The noise level was rising, the body count was mounting and the 13 Marines sitting in front of computer screens in a dark room here seemed briefly to have forgotten that the urban combat mission was just a video game.
"Sniper on the roof! Sniper on the roof!" shouted Justin J. Taylor, a corporal leading Fire Team 2, half jumping out of his chair as his eyes stayed glued to the monitor.
"Where? Where? Where?" demanded a comrade in Fire Team 3.
PHOTO: NY TIMES
"I'm shot," came the despairing reply. "I can't see anything."
As the military embraces electronic games as a training tool, a growing number of soldiers are fighting in a virtual Iraq war even as they remain stateside. For many soldiers, the increasingly realistic simulations often seem like the closest thing to being in combat.
"It gives you a sense of reality," Taylor said. "You get that nervous feeling: Do I really want to go around the corner or not? You want to complete the job you've been assigned to do."
Recent recruits who grew up on popular commercial games like Half-Life, Counterstrike and Quake 3 have a natural affinity for the training games, many of which are adapted by the military from the retail versions. Some military officials are enthusiastic about the benefits of running troops through the exercises at minimal expense.
But as video war games gain popularity throughout the armed forces, some military trainers worry that the more the games seem like war, the more war may start to seem like a game. As the technology gets better, they say, it becomes a more powerful tool and a more dangerous one.

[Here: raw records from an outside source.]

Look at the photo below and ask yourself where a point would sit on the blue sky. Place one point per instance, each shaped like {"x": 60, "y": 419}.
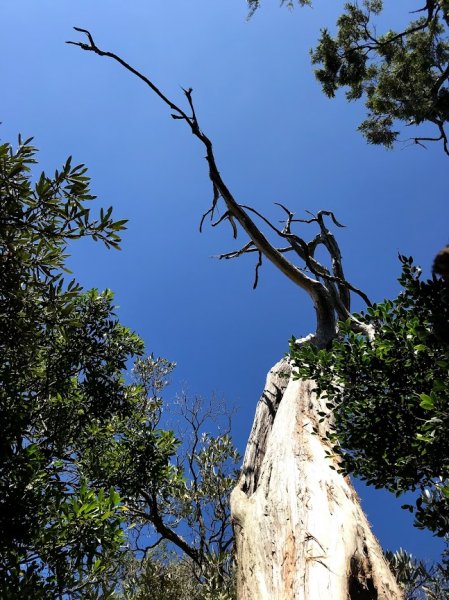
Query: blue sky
{"x": 276, "y": 138}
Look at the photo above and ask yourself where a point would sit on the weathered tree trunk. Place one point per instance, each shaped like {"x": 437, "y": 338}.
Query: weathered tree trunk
{"x": 300, "y": 531}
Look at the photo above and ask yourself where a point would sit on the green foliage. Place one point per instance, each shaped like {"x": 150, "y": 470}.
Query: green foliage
{"x": 402, "y": 75}
{"x": 253, "y": 5}
{"x": 163, "y": 575}
{"x": 63, "y": 352}
{"x": 389, "y": 396}
{"x": 418, "y": 580}
{"x": 184, "y": 501}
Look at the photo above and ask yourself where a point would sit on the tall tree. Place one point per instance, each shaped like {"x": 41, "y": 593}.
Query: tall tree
{"x": 300, "y": 531}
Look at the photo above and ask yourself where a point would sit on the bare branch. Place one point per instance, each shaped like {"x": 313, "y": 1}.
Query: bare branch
{"x": 320, "y": 289}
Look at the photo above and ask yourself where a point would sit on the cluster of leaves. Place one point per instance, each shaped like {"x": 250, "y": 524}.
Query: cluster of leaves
{"x": 418, "y": 580}
{"x": 184, "y": 501}
{"x": 389, "y": 395}
{"x": 63, "y": 353}
{"x": 164, "y": 575}
{"x": 403, "y": 75}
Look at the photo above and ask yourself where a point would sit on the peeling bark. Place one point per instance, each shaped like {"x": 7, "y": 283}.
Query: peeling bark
{"x": 300, "y": 531}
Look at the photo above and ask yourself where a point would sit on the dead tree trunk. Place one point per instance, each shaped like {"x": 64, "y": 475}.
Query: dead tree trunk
{"x": 300, "y": 532}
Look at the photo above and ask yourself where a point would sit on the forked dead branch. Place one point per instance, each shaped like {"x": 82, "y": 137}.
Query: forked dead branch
{"x": 327, "y": 286}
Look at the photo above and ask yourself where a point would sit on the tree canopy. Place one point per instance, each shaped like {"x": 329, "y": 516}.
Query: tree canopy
{"x": 63, "y": 354}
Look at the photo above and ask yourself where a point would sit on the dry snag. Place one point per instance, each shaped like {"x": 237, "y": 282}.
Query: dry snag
{"x": 299, "y": 530}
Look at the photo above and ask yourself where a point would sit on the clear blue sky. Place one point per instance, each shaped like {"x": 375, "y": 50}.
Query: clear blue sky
{"x": 277, "y": 138}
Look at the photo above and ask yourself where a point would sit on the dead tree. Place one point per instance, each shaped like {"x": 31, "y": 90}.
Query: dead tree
{"x": 299, "y": 530}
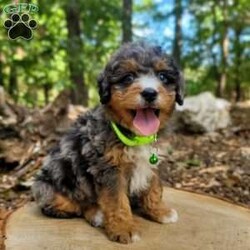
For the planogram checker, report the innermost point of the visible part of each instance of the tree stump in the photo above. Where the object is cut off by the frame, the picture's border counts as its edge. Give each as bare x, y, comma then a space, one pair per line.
204, 223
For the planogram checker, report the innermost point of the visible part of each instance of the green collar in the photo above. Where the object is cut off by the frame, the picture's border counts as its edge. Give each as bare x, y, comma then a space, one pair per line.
134, 141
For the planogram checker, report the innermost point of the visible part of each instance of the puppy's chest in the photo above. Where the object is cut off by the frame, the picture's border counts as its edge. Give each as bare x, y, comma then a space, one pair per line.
142, 171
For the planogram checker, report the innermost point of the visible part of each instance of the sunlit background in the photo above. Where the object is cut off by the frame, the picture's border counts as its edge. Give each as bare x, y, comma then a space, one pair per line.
209, 39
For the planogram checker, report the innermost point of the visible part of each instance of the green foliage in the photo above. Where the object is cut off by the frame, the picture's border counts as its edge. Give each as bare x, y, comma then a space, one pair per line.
41, 66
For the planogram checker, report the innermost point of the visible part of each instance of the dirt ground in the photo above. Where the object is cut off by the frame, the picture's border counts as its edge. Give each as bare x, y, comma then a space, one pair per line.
217, 163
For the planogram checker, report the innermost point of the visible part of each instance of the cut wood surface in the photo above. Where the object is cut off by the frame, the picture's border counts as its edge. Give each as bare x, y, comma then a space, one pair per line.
205, 223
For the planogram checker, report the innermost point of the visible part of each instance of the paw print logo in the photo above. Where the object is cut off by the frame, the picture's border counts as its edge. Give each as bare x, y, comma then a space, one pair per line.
20, 26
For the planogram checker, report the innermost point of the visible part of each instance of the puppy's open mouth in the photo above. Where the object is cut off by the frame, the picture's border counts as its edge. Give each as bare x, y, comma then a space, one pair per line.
146, 120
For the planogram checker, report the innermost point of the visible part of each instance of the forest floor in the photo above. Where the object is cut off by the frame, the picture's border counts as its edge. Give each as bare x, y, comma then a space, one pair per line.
217, 163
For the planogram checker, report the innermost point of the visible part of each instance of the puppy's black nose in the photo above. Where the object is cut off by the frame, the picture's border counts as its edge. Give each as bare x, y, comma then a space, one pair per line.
149, 94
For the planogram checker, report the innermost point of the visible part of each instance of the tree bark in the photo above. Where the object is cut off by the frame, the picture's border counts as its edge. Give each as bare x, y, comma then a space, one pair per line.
13, 85
177, 43
127, 21
79, 93
1, 71
215, 70
224, 49
238, 59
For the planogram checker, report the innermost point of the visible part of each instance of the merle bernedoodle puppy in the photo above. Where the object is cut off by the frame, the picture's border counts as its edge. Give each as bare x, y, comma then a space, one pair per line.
109, 157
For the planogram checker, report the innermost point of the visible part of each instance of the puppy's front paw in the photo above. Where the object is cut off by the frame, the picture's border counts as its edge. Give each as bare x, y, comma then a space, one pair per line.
163, 215
124, 236
170, 217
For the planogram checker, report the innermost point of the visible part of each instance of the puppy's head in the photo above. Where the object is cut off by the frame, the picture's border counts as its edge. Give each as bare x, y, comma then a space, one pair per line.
139, 87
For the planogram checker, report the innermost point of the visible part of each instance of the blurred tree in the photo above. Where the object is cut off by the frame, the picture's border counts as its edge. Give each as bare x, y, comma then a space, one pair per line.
127, 21
224, 43
79, 93
177, 42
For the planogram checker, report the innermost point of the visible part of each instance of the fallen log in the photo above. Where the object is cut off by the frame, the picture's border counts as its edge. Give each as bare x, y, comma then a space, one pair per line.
204, 223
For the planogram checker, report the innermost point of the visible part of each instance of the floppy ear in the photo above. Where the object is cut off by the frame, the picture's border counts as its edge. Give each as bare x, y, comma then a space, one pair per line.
104, 88
180, 90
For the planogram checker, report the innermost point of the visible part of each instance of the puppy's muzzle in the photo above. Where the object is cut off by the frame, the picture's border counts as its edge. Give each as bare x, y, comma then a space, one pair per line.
149, 94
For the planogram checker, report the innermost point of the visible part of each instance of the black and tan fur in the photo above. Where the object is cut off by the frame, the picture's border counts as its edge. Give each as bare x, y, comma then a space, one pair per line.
91, 173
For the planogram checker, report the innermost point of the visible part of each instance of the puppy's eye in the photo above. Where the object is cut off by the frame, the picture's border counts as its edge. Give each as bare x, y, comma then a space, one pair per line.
127, 79
163, 77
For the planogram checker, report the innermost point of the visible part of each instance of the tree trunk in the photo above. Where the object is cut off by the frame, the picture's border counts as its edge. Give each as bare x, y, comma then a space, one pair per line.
13, 85
224, 50
79, 93
177, 43
127, 21
215, 70
1, 71
238, 58
46, 90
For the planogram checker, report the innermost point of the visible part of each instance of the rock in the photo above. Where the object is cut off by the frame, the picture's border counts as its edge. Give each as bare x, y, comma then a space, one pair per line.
202, 113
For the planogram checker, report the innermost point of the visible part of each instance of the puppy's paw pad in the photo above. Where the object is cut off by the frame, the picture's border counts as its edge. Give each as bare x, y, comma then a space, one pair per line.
125, 237
172, 217
97, 220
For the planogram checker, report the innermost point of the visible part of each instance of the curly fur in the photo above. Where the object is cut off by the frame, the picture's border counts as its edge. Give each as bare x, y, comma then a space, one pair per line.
90, 173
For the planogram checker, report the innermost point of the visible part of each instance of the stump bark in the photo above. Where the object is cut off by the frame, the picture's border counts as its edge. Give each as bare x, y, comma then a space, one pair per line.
204, 223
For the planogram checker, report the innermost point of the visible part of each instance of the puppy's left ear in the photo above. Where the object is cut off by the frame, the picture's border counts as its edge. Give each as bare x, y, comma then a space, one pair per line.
104, 88
180, 89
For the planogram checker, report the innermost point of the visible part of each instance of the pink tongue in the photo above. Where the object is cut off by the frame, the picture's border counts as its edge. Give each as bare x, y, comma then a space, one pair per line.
146, 121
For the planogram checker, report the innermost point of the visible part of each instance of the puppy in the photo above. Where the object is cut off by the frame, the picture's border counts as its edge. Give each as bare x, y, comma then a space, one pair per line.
100, 166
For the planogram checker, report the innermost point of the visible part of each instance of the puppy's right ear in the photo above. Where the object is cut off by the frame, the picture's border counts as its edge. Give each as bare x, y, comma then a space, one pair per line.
104, 88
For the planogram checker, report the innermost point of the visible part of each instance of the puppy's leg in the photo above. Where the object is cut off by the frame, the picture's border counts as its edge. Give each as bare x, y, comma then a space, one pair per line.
118, 219
54, 204
94, 215
153, 205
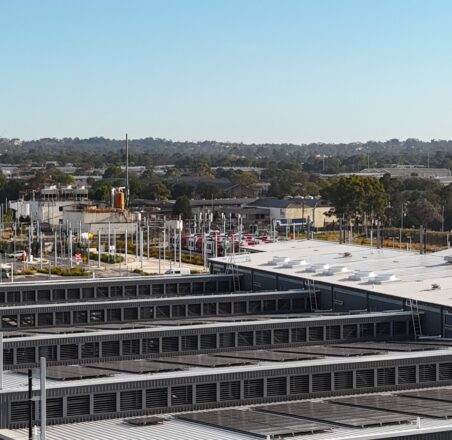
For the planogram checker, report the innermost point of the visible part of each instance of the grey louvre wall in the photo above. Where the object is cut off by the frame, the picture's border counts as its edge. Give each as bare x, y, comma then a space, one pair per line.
115, 345
285, 283
347, 299
253, 385
82, 313
127, 287
264, 280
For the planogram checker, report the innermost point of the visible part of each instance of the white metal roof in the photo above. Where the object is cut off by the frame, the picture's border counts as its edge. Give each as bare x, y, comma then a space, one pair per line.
415, 273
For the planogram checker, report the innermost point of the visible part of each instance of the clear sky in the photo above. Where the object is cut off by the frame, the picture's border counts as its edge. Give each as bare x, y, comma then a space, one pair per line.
239, 70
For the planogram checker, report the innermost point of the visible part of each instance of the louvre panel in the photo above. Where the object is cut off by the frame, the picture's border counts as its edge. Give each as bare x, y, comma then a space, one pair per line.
208, 341
73, 293
253, 388
182, 395
157, 290
385, 376
114, 315
96, 316
209, 309
349, 331
115, 291
407, 374
162, 312
178, 310
28, 296
383, 329
19, 411
299, 305
343, 380
254, 307
427, 373
54, 408
147, 313
49, 352
130, 346
26, 355
131, 291
104, 403
130, 400
366, 330
333, 332
194, 310
316, 333
170, 344
110, 348
88, 292
80, 317
151, 345
156, 398
445, 371
45, 319
184, 288
365, 378
227, 340
229, 391
90, 350
240, 307
269, 306
8, 356
224, 308
281, 336
131, 314
263, 337
62, 318
245, 339
283, 305
299, 384
298, 334
189, 342
78, 405
321, 382
206, 393
399, 328
144, 290
276, 386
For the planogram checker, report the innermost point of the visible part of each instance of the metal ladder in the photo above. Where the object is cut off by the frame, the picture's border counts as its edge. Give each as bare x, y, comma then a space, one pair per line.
233, 269
312, 295
415, 317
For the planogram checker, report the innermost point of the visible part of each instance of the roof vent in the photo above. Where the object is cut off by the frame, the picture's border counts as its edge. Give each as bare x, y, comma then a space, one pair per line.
383, 278
361, 274
143, 421
295, 263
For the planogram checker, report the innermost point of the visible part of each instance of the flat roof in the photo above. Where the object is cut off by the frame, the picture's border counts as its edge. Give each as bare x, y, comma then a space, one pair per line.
174, 428
16, 382
91, 330
415, 273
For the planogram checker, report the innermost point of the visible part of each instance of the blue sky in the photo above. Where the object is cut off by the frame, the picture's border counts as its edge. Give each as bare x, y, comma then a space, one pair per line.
239, 70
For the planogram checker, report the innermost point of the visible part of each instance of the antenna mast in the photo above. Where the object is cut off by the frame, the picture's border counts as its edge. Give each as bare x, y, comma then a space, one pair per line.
127, 172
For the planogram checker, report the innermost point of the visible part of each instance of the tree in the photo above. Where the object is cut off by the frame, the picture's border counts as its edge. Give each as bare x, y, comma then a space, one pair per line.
182, 207
181, 189
158, 191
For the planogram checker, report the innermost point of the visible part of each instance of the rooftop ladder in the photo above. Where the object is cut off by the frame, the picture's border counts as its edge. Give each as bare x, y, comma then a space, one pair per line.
312, 295
415, 317
233, 269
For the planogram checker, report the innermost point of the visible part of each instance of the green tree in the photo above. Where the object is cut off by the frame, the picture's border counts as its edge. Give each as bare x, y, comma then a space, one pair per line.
182, 207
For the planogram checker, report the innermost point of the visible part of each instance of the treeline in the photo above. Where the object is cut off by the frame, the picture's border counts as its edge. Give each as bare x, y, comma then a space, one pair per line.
396, 202
99, 152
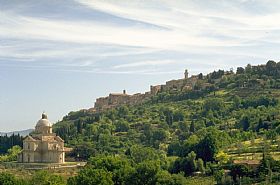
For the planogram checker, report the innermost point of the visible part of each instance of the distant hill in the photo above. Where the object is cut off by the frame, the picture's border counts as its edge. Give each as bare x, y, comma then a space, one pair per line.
21, 132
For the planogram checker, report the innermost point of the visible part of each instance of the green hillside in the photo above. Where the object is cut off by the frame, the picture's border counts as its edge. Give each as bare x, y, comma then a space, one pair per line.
233, 115
224, 131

The debate over the use of computer simulations large and small was sharpened when General William S. Wallace, the commander of the Army V Corps based in Kuwait, remarked that the guerrilla-style resistance of Iraqi militia groups made for an enemy that was "different from the one we war-gamed against."
The current situation in Iraq, some critics say, may highlight the problem of depending too much on virtual realities for training. They argue that military leaders can become too enmeshed in a gaming scenario to allow for what is actually happening.
Wallace's forces directed a computerized dress rehearsal for the Iraqi invasion with several hundred Army, Marine and Air Force officers last January in Grafenwoehr, Germany. The command center led by General Tommy Franks of the Army conducted its own computer simulation, Operation Internal Look, last December in Qatar.
"You can get so habituated to the gamed reality that the real reality, what's on the ground now, is thought to be artificial," said James Der Derian, principal investigator of the Information Technology War and Peace Project, a nonprofit group that studies the impact of technology on global politics. "If the war doesn't go according to the game, you just keep trying to make it fit."
Computer-simulated war games, like the one hijacked by Matthew Broderick's hacker character in the 1983 film WarGames, have long been used by high-ranking military officers to test large-scale maneuvers that cannot easily be replicated in the real world.
What is new is both the way the games are filtering down through the ranks to the lowest level of infantry soldiers, and the broader vision that is being contemplated for them at the highest levels of the Pentagon.
"These kids have grown up with this technology from birth," said Dan Gardner, director of readiness and training policy and programs in the office of the secretary of defense. "If there are tools that are less painful than reading through a book and can give them a better sense of what it might be like, we need to use them."
Gardner stresses that nothing will ever replace "muddy boots" training. But he said the adoption of the technology was accelerating partly for practical reasons: Real-life training is expensive, and it is hard to find a place for it. The Millennium Challenge, a three-week real-life war game that took place in 17 locations simultaneously last summer, cost US$250 million.
"Back in the Cold War, with the threat of a potential adversary coming over the border, the Germans were more amenable to having tanks running through their towns," Gardner added. The possibilities of networked computers, combined with an increasingly remote-controlled military like the one Defense Secretary Donald Rumsfeld has vowed to build, has spurred interest in adapting the architecture of multiplayer games like Everquest and Ultima to create a "persistent world" for training and perhaps more.
One notion involves a scenario torn from the pages of a science fiction novel, in which a virtual training system becomes the actual means of waging war. Ender's Game, a cult classic by Orson Scott Card, tells the story of a group of young soldiers battling aliens in a video game. In the end, they emerge to find that their victory has saved humankind, and that it was not a game.
"Ender's Game has had a lot of influence on our thinking," said Michael Macedonia, director of the Army's simulation technology center in Orlando, Florida, which plans to build a virtual Afghanistan that could host hundreds of thousands of networked computers.
"The intent is to build a simulation that allows people to play in that world for months or years, participate in different types of roles and see consequences of their decisions."
At the root of the high-tech training enthusiasm are some sobering facts about how quickly even the best-trained troops get rusty. A large proportion of casualties always occur in the first weeks of fighting, military experts say, because soldiers are essentially brushing up on their skills while in combat.
Computer systems like the ones the Marines here were training on could be taken on ships or even set up in remote locations so troops could train while waiting to go into battle.